This discussion is archived
11 Replies Latest reply: Mar 25, 2013 11:14 AM by 781578

# Pearson Correlation of multiple values

Currently Being Moderated
Hey,

i have a problem. I want to calculate the pearson correlation of two sets which have multiple values. The function CORR(x,y) accepts only two numbers. How can i handle that?
Is there an efficient way to do that because i have a lot of sets where i want to calculate the correlation.

I hope you can help me.

bladepit
• ###### 1. Re: Pearson Correlation of multiple values
Currently Being Moderated
Hi,
bladepit wrote:
Hey,

i have a problem. I want to calculate the pearson correlation of two sets which have multiple values. The function CORR(x,y) accepts only two numbers.
CORR accepts two arguments , such as two NUMBER columns. The result that it returns reflects the correlation over a group (or partition ) which typically includes a large number of rows.
How can i handle that?
Is there an efficient way to do that because i have a lot of sets where i want to calculate the correlation.

I hope you can help me.
Post a little sample data (CREATE TABLE and INSERT statements) and the results you want from that data.
See the forum FAQ {message:id=9360003}
• ###### 2. Re: Pearson Correlation of multiple values
Currently Being Moderated
I can't post the table definition or something else but i hope i can explain my table.

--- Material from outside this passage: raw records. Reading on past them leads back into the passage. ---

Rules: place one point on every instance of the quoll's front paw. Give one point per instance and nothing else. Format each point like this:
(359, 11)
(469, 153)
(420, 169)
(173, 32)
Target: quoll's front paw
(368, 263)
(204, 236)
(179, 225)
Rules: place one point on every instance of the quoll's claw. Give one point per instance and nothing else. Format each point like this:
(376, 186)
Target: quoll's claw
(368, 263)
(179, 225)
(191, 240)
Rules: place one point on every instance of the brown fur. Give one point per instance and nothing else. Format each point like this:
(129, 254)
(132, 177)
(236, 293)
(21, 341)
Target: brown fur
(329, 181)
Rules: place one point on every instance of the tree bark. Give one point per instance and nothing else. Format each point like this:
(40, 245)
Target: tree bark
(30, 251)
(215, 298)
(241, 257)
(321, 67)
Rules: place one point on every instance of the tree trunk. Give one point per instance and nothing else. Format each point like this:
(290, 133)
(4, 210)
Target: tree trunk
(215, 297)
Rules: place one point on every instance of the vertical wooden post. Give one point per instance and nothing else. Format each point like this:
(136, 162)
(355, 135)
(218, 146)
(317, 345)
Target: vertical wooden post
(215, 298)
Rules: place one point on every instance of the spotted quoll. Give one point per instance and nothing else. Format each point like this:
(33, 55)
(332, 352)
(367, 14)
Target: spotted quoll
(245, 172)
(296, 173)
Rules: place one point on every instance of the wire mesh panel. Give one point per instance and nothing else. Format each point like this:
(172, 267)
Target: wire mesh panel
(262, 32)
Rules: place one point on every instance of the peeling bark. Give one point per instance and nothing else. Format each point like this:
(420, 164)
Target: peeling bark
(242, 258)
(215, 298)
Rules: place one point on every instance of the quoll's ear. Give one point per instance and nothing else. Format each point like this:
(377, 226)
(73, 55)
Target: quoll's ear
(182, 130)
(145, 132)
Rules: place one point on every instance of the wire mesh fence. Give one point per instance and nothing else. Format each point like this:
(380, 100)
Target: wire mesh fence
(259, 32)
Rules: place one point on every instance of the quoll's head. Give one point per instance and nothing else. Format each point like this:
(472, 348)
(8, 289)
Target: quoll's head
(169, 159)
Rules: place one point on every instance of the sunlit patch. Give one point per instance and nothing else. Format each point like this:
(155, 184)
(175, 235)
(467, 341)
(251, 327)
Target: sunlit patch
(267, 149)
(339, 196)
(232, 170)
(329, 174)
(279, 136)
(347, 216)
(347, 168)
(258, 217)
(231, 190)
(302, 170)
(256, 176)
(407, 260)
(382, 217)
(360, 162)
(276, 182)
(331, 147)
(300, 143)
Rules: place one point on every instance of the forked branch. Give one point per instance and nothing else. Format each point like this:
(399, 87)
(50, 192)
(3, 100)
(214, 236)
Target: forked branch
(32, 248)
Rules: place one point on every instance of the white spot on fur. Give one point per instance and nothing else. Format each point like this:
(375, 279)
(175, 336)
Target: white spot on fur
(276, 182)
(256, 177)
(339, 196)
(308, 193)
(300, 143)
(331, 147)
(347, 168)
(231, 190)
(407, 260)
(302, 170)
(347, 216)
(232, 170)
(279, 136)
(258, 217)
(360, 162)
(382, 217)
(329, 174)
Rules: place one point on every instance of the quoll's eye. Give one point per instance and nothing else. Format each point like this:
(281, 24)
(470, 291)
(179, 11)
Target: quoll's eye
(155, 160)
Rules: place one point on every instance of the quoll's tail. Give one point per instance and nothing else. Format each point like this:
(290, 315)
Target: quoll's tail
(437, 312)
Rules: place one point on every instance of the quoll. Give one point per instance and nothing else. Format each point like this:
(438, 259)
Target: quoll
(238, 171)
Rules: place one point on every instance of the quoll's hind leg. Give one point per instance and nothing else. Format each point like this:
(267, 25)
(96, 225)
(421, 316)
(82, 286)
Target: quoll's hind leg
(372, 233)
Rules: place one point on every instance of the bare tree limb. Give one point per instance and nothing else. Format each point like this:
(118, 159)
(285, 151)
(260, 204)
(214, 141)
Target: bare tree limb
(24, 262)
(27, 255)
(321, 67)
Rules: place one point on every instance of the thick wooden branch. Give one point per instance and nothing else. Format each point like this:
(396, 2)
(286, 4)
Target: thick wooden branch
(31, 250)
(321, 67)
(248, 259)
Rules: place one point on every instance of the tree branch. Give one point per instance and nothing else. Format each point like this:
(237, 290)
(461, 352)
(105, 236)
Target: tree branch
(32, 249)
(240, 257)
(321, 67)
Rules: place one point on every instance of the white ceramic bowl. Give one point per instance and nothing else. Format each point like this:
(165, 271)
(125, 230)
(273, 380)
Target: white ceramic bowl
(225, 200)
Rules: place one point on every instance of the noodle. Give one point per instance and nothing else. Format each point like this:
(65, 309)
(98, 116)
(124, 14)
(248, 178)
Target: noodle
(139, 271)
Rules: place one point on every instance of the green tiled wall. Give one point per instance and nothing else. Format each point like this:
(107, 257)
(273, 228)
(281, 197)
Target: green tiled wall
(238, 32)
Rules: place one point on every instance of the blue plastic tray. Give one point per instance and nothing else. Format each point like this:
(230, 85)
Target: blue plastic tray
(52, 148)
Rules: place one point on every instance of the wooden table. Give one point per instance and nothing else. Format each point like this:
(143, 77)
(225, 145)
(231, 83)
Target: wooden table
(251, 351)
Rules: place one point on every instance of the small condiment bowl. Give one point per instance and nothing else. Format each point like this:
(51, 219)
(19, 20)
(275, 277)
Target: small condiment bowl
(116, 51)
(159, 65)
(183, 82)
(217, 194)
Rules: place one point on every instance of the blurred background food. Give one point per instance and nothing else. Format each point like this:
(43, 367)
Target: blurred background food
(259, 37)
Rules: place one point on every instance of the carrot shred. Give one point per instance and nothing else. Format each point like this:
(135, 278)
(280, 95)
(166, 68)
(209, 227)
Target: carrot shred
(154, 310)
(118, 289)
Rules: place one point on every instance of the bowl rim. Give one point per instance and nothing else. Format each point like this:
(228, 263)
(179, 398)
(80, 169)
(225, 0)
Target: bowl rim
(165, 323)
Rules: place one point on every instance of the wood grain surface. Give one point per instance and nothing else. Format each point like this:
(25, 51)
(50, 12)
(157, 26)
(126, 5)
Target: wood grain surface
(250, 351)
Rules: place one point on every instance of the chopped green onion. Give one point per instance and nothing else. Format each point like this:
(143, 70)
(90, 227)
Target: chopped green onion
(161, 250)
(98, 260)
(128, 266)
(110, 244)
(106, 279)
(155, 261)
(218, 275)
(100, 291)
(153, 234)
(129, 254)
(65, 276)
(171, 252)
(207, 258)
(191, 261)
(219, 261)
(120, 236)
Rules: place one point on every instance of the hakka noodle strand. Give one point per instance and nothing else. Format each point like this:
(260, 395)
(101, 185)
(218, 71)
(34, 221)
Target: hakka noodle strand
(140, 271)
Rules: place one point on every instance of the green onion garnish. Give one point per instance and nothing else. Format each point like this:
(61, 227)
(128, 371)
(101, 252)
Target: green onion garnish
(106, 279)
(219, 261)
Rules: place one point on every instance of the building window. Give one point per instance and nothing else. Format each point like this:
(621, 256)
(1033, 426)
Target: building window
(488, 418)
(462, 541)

I thought this select will make it little bit clearer:

select value, ref, bez from table where (bez = 'A' OR bez = 'B') and ref in (200,201,202....) order by ref;

The value is the important information here. The output could be something like that:

value ref bez
0,0251;194;A
0,7063;194;B
1,2265;195;B
0,7063;198;B

Over the amount of the two sets i want to calculate the pearson.

I think if i put them into an tmptable in my database and execute this sql statement:

select CORR(x,y) from tmptable;

i will get my information but i need to do that for more then 2 million different bez and i think this will not be very efficient.
• ###### 3. Re: Pearson Correlation of multiple values
Currently Being Moderated
Hi,
bladepit wrote:
I can't post the table definition
Don't be silly. Of course you can post CREATE TABLE and INSERT statmenents for some sample data. They don't need to have the same names as your real tables and columns, any more than they need to have the same size or the same data as your real tables.
If you can show what you need to do using commonly available tables, such as those in the scott or hr schemas, then you don't need to post any tables of your own. But one way or another, you have to provide sample data to the people who want to help you.
or something else but i hope i can explain my table. I thought this select will make it little bit clearer:

select value, ref, bez from table where (bez = 'A' OR bez = 'B') and ref in (200,201,202....) order by ref;

The value is the important information here. The output could be something like that:

value ref bez
0,0251;194;A
0,7063;194;B
1,2265;195;B
0,7063;198;B

Over the amount of the two sets i want to calculate the pearson.
What are the results you would want from this small sample data set?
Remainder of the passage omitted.